Launch now and run interactively by clicking this badge,
then navigate to the \notebooks directory and open the
notebook corresponding to the chapter you want to read:
[![Binder](http://mybinder.org/badge.svg)](http://mybinder.org/repo/rlabbe/ThinkBayes)

This material was adapted from Allen Downey's Think Bayes
Github repository by Roger Labbe.

Mostly I took his code and tex file and converted them into
a series of Jupyter notebooks. This was sometimes problamatic.
Allen uses a lot of Python classes, and his exposition splits
the code across multiple paragraphs. It's a great pedagogical
technique, but does not cleanly work in notebooks, where you have
to specify the entire class in one cell. Furthermore, most of
his code is in .py files.

I made this work as best I could, but sometimes there were
authorial decisions that I do not feel comfortable making.
The code just doesn't run in those spots. Sometimes I left
the code in markdown cells rather than putting it in code
cells, and then imported the class from the .py file. I kind
of figured this out as I proceeded, so perhaps there are
stylistic differences in the back vs the front of the book.

He generates many graphs, but does not supply the source code.
Maybe the code is in the /code subdirectory? In a few places
I took the liberty of supplying the Python, but in many places
I did not. Maybe somebody else will feel like doing that;
I don't really have time right now. Pull requests accepted!

There are several places in the text where it was not clear
to me where he got his datasets. Rather than making something
up, I just let the code cells fail to execute. I hope Allen
will help me rectify these situations. If not, and there is
enough interest, we can make some decisions and get the cells
working.

I put his code in a /code subdirectory.
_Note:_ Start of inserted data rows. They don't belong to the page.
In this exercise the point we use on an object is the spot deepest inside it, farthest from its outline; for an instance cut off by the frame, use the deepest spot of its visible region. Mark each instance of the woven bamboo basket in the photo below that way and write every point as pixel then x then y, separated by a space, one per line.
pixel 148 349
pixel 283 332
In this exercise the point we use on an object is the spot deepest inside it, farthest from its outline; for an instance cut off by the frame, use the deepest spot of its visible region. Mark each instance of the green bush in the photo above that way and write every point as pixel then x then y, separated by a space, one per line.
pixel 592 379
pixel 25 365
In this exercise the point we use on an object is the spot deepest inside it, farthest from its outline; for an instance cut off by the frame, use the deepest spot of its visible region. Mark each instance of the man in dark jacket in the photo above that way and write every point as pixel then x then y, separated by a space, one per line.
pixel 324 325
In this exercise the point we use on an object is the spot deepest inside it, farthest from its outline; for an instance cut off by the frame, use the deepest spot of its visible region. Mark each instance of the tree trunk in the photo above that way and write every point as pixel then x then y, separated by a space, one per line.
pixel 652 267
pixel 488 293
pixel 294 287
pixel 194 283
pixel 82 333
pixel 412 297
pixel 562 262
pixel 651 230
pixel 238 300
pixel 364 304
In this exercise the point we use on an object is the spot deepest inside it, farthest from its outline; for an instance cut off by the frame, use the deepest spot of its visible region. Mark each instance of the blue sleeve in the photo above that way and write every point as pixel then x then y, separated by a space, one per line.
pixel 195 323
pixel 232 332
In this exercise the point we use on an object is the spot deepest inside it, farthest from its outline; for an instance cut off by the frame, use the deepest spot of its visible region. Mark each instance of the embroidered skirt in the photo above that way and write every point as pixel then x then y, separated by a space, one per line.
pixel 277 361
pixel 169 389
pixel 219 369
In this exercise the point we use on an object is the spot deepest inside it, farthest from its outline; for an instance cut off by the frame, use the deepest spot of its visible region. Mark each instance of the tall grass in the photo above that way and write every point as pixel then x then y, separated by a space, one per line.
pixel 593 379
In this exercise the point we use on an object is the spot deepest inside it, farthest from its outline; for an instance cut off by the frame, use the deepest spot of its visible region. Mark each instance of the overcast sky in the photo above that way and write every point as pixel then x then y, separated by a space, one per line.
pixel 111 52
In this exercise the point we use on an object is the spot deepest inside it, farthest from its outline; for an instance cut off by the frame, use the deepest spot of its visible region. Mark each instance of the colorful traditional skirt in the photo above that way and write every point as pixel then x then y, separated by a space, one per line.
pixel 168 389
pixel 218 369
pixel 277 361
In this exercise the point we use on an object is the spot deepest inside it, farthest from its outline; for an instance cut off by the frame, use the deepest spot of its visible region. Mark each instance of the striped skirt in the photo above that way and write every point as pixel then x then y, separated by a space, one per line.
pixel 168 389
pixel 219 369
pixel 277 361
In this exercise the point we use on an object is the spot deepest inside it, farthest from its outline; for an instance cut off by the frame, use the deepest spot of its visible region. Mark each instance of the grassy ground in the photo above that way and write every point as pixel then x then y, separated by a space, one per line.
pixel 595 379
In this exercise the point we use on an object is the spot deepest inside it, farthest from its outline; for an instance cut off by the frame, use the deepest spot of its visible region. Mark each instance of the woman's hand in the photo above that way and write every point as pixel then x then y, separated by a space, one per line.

I did not fix the references
in the book, which specify going to his home page to get the code.
Again, I wanted to make as few editorial decisions as possible.

I did alter most of the code to work with Python 3. Mainly by using

from __future__ import print_function

but in a few places I had to fix things like removing `xrange` or
`iterkeys()`. I only did just enough work to get it working.

His original README is:

https://github.com/AllenDowney/ThinkBayes

Code repository for Think Bayes: Bayesian Statistics Made Simple
by Allen B. Downey

Available from Green Tea Press at http://thinkbayes.com.

Published by O'Reilly Media, October 2013.